Dorian Electra just wanna make you squirm
Dorian Electra I can’t imagine waiting years to release new music. In the weeks leading up to their debut album Flamboyant, the songwriter and singer was already gearing up for the next one, releasing his debut single a full month before the previous album hit the streaming services. “For me, I’ve always felt the urgency,” they say on a Zoom call from their home in Los Angeles. “After my collaboration with Charli xcx, I knew I had to release an album the following year.
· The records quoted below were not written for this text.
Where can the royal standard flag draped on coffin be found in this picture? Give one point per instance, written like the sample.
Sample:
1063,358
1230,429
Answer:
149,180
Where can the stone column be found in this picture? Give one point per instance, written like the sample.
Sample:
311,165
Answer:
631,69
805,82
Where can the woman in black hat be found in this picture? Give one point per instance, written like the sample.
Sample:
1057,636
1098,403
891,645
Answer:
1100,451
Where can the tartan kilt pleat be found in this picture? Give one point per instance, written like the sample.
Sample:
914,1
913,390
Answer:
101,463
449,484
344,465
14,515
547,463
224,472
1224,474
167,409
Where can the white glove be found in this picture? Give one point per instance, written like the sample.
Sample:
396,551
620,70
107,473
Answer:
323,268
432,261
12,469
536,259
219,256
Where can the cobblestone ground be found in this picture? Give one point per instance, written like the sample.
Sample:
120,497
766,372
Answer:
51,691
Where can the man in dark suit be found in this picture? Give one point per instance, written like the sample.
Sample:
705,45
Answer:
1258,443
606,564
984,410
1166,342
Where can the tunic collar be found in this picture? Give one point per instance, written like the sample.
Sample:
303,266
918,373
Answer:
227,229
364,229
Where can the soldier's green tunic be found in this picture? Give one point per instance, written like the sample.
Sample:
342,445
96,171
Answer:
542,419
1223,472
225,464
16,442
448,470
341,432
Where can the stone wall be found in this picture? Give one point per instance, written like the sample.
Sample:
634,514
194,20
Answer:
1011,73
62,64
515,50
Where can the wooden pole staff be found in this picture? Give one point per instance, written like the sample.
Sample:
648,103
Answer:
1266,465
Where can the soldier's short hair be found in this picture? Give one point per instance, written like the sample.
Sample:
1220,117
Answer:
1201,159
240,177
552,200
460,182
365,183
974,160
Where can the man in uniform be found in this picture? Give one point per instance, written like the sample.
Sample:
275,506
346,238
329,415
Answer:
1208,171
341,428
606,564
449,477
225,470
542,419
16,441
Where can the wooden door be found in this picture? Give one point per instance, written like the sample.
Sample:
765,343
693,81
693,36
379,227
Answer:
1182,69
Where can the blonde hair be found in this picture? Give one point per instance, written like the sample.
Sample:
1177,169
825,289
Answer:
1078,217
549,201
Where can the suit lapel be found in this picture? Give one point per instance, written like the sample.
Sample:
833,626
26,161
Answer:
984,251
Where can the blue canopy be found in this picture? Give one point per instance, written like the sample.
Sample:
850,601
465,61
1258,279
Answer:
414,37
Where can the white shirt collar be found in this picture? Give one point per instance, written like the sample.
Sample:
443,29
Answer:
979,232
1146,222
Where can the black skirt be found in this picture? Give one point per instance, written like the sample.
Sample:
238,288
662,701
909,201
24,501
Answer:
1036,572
Electra hints at their guest function on “Femmebot”, the star produced by AG Cook from Charli’s mixtape 2017 Pop 2. A staple of an otherwise star-studded release, the track felt like a fitting introduction to Electra’s music, with a brilliant production that reinforced the emphasis on the song’s genre in the age of robotics. The track was just the beginning for the singer, who is fluent and uses them / them pronouns. Singles solo “From man to man,” “Career boy” and “Daddy loves” remake Electra as a puffy-eyed boxer, coffee-thirsty workaholic, and greasy-haired pimp – a drag king determined to showcase some of the more toxic qualities associated with masculinity. The album presented a singular message of empowerment amid the wide variety of voices and characters it portrayed, while also asserting Electra’s place in the pantheon of post-PC Music superstars as committed to brain production as in writing moving pop songs.
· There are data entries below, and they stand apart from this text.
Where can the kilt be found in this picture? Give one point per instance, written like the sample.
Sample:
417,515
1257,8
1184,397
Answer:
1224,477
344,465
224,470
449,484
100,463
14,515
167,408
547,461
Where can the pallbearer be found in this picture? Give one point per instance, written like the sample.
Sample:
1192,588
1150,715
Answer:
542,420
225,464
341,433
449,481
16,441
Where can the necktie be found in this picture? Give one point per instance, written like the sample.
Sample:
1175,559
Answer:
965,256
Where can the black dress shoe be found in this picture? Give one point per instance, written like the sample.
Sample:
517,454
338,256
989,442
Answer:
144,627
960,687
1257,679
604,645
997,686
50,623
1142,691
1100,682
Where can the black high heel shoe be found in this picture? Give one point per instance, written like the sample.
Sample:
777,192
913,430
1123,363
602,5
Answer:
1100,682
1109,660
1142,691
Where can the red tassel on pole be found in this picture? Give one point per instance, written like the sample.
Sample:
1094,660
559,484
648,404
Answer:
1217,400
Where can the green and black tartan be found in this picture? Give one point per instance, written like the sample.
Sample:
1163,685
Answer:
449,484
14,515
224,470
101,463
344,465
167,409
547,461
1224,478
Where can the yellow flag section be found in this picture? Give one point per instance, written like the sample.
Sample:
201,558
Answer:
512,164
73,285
Never one to stand still, Electra has maintained a stable release schedule ever since. Flamboyant, dropping five singles into the build at My agenda. Not quite a full-fledged album, the tight 26-minute release is packed with plenty of co-writers and guest singers, including former collaborators like Earl Baldor, umru, and 100 guys‘ Dylan brady as well as a few unlikely newcomers namely Rebecca Black, Village People and Pussy Riot. “Each person on the project is very specific to the song,” they tell me.
With so many people confined to states of relative isolation during the COVID-19 pandemic, collaborators may have been more intentional about their contributions to the project, following Electra in fairly unorthodox places that may not have were possible under normal conditions. The album’s title track explores the stereotypes conservatives often project about the LGBTQIA + community, using guest contributions from Village People and Pussy Riot as counterpoints to anchor Electra’s adventurous spirit. “It’s really crazy because for me, [Village People] represent the most amazing integration of gay culture, ”says Electra. “But on the other side of the spectrum, we have the Pussy Riot, which is like one of the best-known activist groups in the world. These two together on a conspiracy theories song, I just can’t believe it all came together. ”
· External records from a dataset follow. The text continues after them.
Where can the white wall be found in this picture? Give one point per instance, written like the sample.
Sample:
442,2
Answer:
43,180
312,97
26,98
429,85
This interest in right-wing conspiracies takes the project into bold new territory, exploring a deeper fascination with reactionary politics through the contemporary image of incel. Songs like “F The World,” Monk Mode “and” Ram It Down “examine the perspectives of various confused young men drawn to violence when they cannot fuck, while others like” Gentleman “and” Edgelord ” Emphasize the grotesque aesthetic of Chan culture through cargo shorts, Mountain Dews and fedoras. “With this project, I wanted to deepen more and more the misogyny of Internet culture and explore more intense and more hardcore musical themes,” they say. “To make music more edgy and emotional than before.”
Filled with racing breakbeats, throbbing guitars and colossal dubstep drops, it’s deeply disorienting listening, listening that walks the knife edge between heartfelt appreciation and deconstruction of the campy genre in a way that even Electra seems unable to explain. “I’m a troll that way – I’m the ‘Edgelord’ – but I like to do it with progressive causes in mind,” they say, referring to the previously released single. “Making people squirm and feel uncomfortable or excited, but confused.” Whatever the imagined outcome, the project is fearless in its dedication to Electra’s vision, even when it means sell your own bath water, create your own TikTok dances, or become the joker. Sometimes all it takes is a commitment to the bit.